Out of the box: A review of Ericsson and Haswell's (Eds.) Machine Scoring of Student Writing: Truth and Consequences
by Elliot Knowles
"What we need are new tools for thinking with, new frames in which to place things, in which to see the old and the new, and see them both newly."Gunther Kress: Literacy in the new media age
Technology, like life, will out. Much like life finding a way--through persistence or sheer genetic determinism--even the most mundane technologies will either be deemed useful through their intended use, or through some unexpected purpose derived by a savvy technician. Once the box is opened, any possible users of technology can find a use in practice. Whether the technology be as simple as banging two rocks together to produce a spark or as complicated as the biomechanical apparatus of a pacemaker, the intricate social construction of symbol systems such as languages, the codification of the human genome, or the spiraling production of knowledge, techniques and artifacts alike hinge on the manner in which they are interpreted and used. By taking this social constructivist view of technology, a technology cannot exist as a neutral, autonomous entity. Langdon Winner (1986) expands this argument by stating:
what matters is not technology itself, but the social or economic [or political] system in which it is embedded. This maxim, which in a number of variations, is the central premise of a theory that can be called social determinism of technology. It serves as a needed connective to those who focus uncritically upon such things as 'the computer and its social aspects' but who fail to see the social circumstances of their development, deployment, and use. (p. 20)

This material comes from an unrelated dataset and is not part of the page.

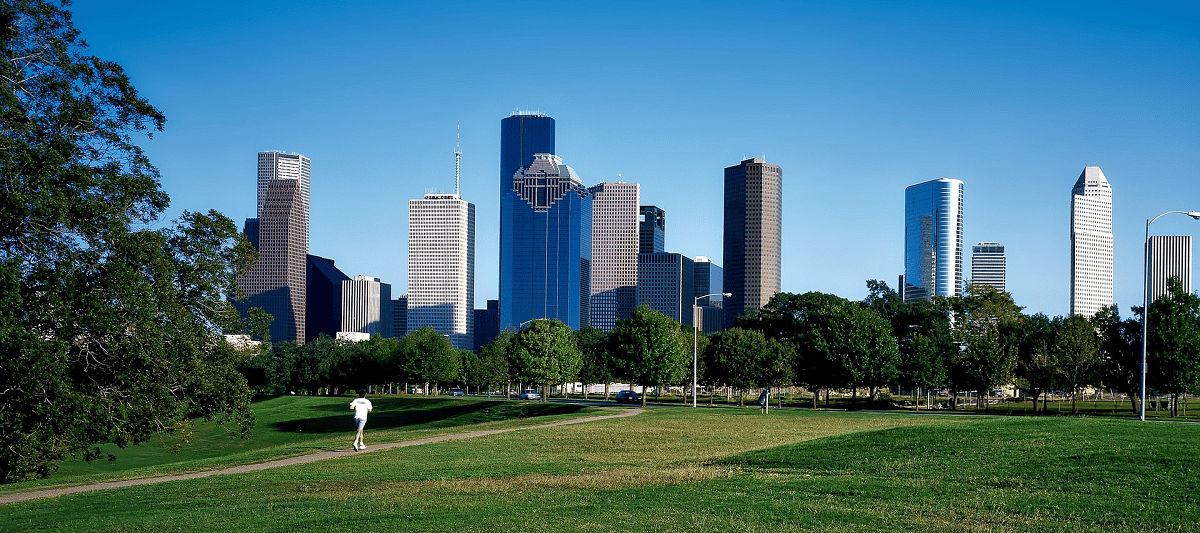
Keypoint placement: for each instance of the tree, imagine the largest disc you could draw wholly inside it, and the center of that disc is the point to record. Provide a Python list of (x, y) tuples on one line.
[(745, 359), (988, 358), (649, 345), (598, 364), (545, 353), (1075, 352), (1174, 343)]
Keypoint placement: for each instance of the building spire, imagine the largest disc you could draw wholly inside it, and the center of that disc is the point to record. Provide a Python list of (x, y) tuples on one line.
[(457, 155)]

Like any other technology, writing assessment and the techniques and artifacts associated with it fall prey to missing the forest for the trees when it comes time to evaluate how such technologies are put into use. Most notably this plays out in the fact that computers cannot as of yet read and interpret writing.
In the introduction to their anthology, Machine scoring of student writing: Truth and consequence, Patricia Ericsson and Richard Haswell (2006) warn that "new technology can sneak in the back door and establish itself while those at the front gates, nominally in charge, are not much noticing" (p. 1). Yet, as the technology of machine scored essays enters through the back door, Ericsson and Haswell report that with the exception of writing teachers and composition scholars such as Dennis Baron, Anne Herrington and Charles Moran, Julie Cheville, and Mike Williamson, "the response on machine scoring from the academic community ...Â has been silence" (p. 2). The anthology stands in opposition to this silence: If you are interested in writing assessment and the emergent technologies involved in automated means of scoring student essays, and you wish to take part in the larger conversation of whether or not programs such as ACCUPLACER--a program used by the College Board to rate student writing samples--are viable and appropriate assessment tools, this book is a necessary read. It contains sixteen essays written by both scholars and educators: McAllister and White, Ericsson, Anson, Haswell, McGee, Jones, Herrington and Moran, Matzen Jr. and Sorensen, Ziegler, Maddox, Corso, Whithaus, Brent and Townsend, Rothermel, Condon, and Broad. The essays in this collection range from Haswell's extensive bibliography of over 40 years of work on machine-scored student essays to the theoretical and interpersonal implications of machine scoring to research collected by teachers involved in programs using various machine scoring platforms to projections of where the advent of computer assisted rating and response to student writing might lead us as assessors and educators.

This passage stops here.